One of the finest universities in Australia, Flinders is well known for its interdisciplinary approach to education. Well-positioned in the Asia-Pacific region, this university is ideal place for students from the Eastern Hemisphere to get a cross-cultural primer in East meets West relations. Naturally, environmental research carried out here is of immediate relevance to developing nations in the region. The School of Biological Sciences at Flinders is part of an integrated community that hosts programs in Marine Biology, Eco-tourism, Aquaculture and Animal Behavior. One of Flinders’ standout features is the Lincoln Marine Science Centre, where a great deal of research is carried out.
École Polytechnique Fédérale de Lausanne (EPFL) is an international science and technology hub in Switzerland. This is an exceptionally well-networked school, with nearly 180 partner universities around the world. More than 20 of these are in Asia, including partners in China, India, Japan, South Korea and Singapore. The EPFL School of Life Sciences operates the Global Health Institute. The institute is dedicated to human wellness and conducts research into the diagnosis, prevention and treatment of infectious diseases. EPFL also hosts a successful bioengineering program that attracts considerable international attention.

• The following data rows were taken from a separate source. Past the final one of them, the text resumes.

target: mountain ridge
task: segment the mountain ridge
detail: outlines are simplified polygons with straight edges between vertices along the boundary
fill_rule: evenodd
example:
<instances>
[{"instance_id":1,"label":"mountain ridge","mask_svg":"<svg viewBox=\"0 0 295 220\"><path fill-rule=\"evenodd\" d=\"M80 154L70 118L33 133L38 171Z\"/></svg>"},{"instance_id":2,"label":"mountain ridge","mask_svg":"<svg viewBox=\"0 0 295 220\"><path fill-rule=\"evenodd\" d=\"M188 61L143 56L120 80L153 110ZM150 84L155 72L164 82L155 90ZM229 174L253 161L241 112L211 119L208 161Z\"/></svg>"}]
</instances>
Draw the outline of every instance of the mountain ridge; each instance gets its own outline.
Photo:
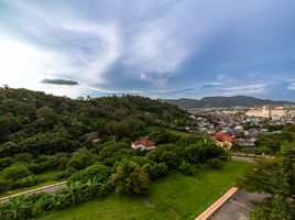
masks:
<instances>
[{"instance_id":1,"label":"mountain ridge","mask_svg":"<svg viewBox=\"0 0 295 220\"><path fill-rule=\"evenodd\" d=\"M248 96L233 96L233 97L204 97L201 99L161 99L161 101L176 105L183 109L194 109L204 107L217 107L217 108L228 108L228 107L254 107L254 106L284 106L284 105L295 105L292 101L285 100L271 100L271 99L259 99L255 97Z\"/></svg>"}]
</instances>

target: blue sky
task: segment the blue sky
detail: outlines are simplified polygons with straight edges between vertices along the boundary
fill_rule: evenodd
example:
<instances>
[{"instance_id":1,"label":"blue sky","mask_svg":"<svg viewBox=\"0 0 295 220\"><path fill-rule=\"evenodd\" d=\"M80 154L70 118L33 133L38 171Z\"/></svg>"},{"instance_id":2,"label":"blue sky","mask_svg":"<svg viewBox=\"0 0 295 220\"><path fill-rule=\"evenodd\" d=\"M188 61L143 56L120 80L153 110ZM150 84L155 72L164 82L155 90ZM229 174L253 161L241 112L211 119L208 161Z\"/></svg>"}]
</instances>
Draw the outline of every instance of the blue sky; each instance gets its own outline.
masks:
<instances>
[{"instance_id":1,"label":"blue sky","mask_svg":"<svg viewBox=\"0 0 295 220\"><path fill-rule=\"evenodd\" d=\"M0 85L295 101L294 9L294 0L1 0Z\"/></svg>"}]
</instances>

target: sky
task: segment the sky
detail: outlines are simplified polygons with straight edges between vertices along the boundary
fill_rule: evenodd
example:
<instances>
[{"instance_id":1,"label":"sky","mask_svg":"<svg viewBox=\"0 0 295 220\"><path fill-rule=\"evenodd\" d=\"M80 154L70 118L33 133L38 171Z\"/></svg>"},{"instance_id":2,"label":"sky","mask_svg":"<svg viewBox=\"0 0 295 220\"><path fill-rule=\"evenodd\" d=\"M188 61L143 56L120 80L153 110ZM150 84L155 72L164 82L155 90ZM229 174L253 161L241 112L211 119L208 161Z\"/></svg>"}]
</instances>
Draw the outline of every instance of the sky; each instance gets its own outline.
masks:
<instances>
[{"instance_id":1,"label":"sky","mask_svg":"<svg viewBox=\"0 0 295 220\"><path fill-rule=\"evenodd\" d=\"M295 101L294 0L0 0L0 86Z\"/></svg>"}]
</instances>

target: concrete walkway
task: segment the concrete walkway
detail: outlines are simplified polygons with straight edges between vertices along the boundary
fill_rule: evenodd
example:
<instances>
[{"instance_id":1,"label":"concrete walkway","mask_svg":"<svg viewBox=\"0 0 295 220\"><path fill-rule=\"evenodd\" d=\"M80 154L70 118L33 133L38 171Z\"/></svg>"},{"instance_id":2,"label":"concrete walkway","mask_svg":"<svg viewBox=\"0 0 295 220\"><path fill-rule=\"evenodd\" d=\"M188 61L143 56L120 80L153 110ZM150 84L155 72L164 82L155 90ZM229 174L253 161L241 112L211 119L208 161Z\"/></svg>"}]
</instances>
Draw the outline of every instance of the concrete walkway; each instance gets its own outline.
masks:
<instances>
[{"instance_id":1,"label":"concrete walkway","mask_svg":"<svg viewBox=\"0 0 295 220\"><path fill-rule=\"evenodd\" d=\"M238 191L238 188L237 187L231 187L223 196L221 196L216 202L214 202L209 208L207 208L195 220L206 220L206 219L209 219L237 191Z\"/></svg>"},{"instance_id":2,"label":"concrete walkway","mask_svg":"<svg viewBox=\"0 0 295 220\"><path fill-rule=\"evenodd\" d=\"M209 220L248 220L251 211L255 209L255 204L269 196L239 189Z\"/></svg>"},{"instance_id":3,"label":"concrete walkway","mask_svg":"<svg viewBox=\"0 0 295 220\"><path fill-rule=\"evenodd\" d=\"M57 184L43 186L43 187L40 187L40 188L36 188L36 189L31 189L31 190L28 190L28 191L23 191L23 193L20 193L20 194L13 194L11 196L0 198L0 201L4 201L4 200L8 200L8 199L17 197L17 196L29 196L29 195L32 195L32 194L40 194L40 193L53 194L53 193L55 193L55 191L57 191L59 189L63 189L63 188L66 188L66 182L61 182L61 183L57 183Z\"/></svg>"}]
</instances>

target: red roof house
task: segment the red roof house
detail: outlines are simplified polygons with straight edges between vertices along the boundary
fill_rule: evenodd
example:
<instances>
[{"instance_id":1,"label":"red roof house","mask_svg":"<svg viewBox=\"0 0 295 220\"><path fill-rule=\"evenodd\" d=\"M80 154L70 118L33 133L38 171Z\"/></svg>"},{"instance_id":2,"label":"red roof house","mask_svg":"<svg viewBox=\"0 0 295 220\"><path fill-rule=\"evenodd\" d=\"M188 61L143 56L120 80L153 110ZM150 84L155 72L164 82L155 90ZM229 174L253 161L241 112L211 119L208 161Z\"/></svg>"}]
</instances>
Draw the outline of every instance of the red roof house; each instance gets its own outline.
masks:
<instances>
[{"instance_id":1,"label":"red roof house","mask_svg":"<svg viewBox=\"0 0 295 220\"><path fill-rule=\"evenodd\" d=\"M155 148L155 142L148 140L148 139L141 139L139 141L135 141L131 144L132 148L141 148L141 150L152 150Z\"/></svg>"}]
</instances>

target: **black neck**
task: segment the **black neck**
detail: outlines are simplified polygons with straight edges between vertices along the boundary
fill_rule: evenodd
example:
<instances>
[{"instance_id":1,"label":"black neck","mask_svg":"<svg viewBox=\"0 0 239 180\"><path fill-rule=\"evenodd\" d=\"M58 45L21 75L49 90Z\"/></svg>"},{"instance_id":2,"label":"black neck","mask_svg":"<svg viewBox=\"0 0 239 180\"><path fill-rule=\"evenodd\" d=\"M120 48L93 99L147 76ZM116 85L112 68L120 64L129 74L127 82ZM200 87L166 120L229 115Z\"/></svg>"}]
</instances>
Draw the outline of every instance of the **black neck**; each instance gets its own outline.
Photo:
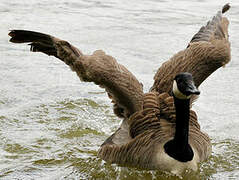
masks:
<instances>
[{"instance_id":1,"label":"black neck","mask_svg":"<svg viewBox=\"0 0 239 180\"><path fill-rule=\"evenodd\" d=\"M176 131L174 139L164 146L165 152L182 162L190 161L193 158L193 151L188 144L190 99L178 99L174 97L176 108Z\"/></svg>"}]
</instances>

ANTIOCH UNIVERSITY NEW ENGLAND
Antioch University has a network of campuses across the US. The New England branch is especially well known for its Department of Environmental Studies. Students from around the world convene here to work for environmental justice, promote sustainable practices and reinvigorate science education. Antioch hosts Master’s Degree programs in environmental education, resource management and conservation, conservation biology and environmental advocacy. The university has received plenty of international attention for its achievements in spreading environmental awareness, including recognition by Moveon.Org for the school’s Environmental Advocacy and Organizing Program. Antioch also publishes Whole Terrain, an annual journal exploring environmental practice.
UNIVERSITY OF CHESTER
The UK’s University of Chester attracts exchange students from Asia, and some of these are signing on for full-time programs. Wildlife Conservation is as major field of study here. The Bachelor’s Degree program takes three years to complete and mixes time spent in the classroom with hands-on training at a local zoo-licensed facility. The Master’s-level program offers specializations in wildlife crime. Beyond this, students can earn a Bachelor’s Degree in Natural Hazards. This program is especially relevant to developing Asian communities, given the scope of damage inflicted across the continent by earthquakes, tsunamis and other natural disasters in the last few years.